Europe’s biggest utility is quietly shifting hundreds of employees and senior managers to a newly refurbished office in Rome’s suburbs — whose informal dress code, open-air spaces and shared kick scooters give it an air of a tech start-up. The unit, dubbed Enel X, is tasked with finding the next big money maker for Enel, transforming the utility into a technology company.
“We are the Google of energy; The business models are the same,” Enel X Chief Executive Officer Francesco Venturini, said during an interview in the new office, where employees discuss innovation around table soccer and board games. The spaces, physically separated from Enel headquarters to allow staff to think more creatively in a dynamic environment, have gleaming white walls with special paint that allows people to use them as a writing boards.
Enel’s move reflects a period of profound transformation in the utility business as government policy changes, tougher competition, and lower profitability from existing assets bites into earnings.
To find new growth, Enel is seeking to expand in downstream services, an area in which some of its peers such as Centrica Plc and E.ON SE are going strong. Enel X will focus on four main areas: electric mobility and batteries services, consultancy services for businesses, broadband and grid services, and a division working on smart homes.
“Technology brought disruption to the energy industry. We are here to find a way that allows technology and services to become an opportunity,” said Venturini, who previously headed the company’s renewables business.
Enel was among the first to invest heavily in renewables, becoming one of the largest green power operators in North America. As incentives for renewable energy dried up, the company started to look elsewhere.
“Utilities’ line of defense from price pressure is to be able to compete on services as well as prices, and this will be done through new technologies,” said Javier Suarez, an analyst at Mediobanca SpA in Milan. “Energy companies, including Enel, need to provide different services to the same consumer.”
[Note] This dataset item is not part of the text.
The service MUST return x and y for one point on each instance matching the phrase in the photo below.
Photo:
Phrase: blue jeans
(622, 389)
About two years ago, when the industry started to focus on the rise of electric cars and the importance of batteries, Enel began to put together a separate unit that could work with tech start-ups. The four areas the company has identified are an attempt to piggy back off some of the advantages the utility has — a client network, for instance.
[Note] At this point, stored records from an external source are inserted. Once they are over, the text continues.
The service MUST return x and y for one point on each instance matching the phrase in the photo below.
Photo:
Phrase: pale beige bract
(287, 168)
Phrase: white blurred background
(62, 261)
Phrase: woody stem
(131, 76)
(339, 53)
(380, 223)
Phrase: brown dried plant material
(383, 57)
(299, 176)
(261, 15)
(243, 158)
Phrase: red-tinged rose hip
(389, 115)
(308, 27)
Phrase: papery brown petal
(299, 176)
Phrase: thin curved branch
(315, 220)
E-homes is one of the areas in which the company is venturing farthest from its core business with a credit card product designed for lower income households. Access to people’s electricity bills allows Enel to track down customers that miss payments. The service is currently only offered in Colombia but could expand.
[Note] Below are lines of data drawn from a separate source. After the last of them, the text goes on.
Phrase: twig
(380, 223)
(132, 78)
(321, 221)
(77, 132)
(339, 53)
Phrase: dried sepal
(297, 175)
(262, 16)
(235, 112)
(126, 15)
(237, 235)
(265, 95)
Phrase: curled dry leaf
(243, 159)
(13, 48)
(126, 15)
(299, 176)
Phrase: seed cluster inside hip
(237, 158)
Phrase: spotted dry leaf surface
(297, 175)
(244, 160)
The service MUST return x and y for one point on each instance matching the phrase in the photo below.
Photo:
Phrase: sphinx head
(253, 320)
“We are trying to understand if we can play a significant role in micro-finance and payments. We have access to 600 million people, this gives us an edge,” Venturini said.
So far, the greatest interest from clients has been on energy efficiency consultancy, an area in which Enel is working closely with clients such as the pharmaceutical industry, which requires extremely stable power provision. Apps that control electricity flow from remote and smart boxes can help some clients cut their electricity bill.
Enel also announced a number of acquisitions in recent months, including that of EnerNOC Inc, one of the biggest U.S. players in energy management.
On Thursday, Enel announced a partnership with PwC Advisory to work on the development of corporate electric mobility and foster the sustainable development of the transport sector.
Looking ahead,the big opportunity in the industry is going to be developments in electric cars. Trials done by the company in collaboration with Nissan Motor Co. in Denmark have shown that car batteries can be used both to power vehicles but also to give some of their stored energy back to the grid, a service for which the owner receives payment.
In the parking lot outside Enel X’s new office most cars are electric and can be connected to a charging station via an app.
“Electric cars are coming for sure, but soon they are also going to become a money-making opportunity for their owners,” Venturini said. “We are working to make this possible. This is what we’re here for.”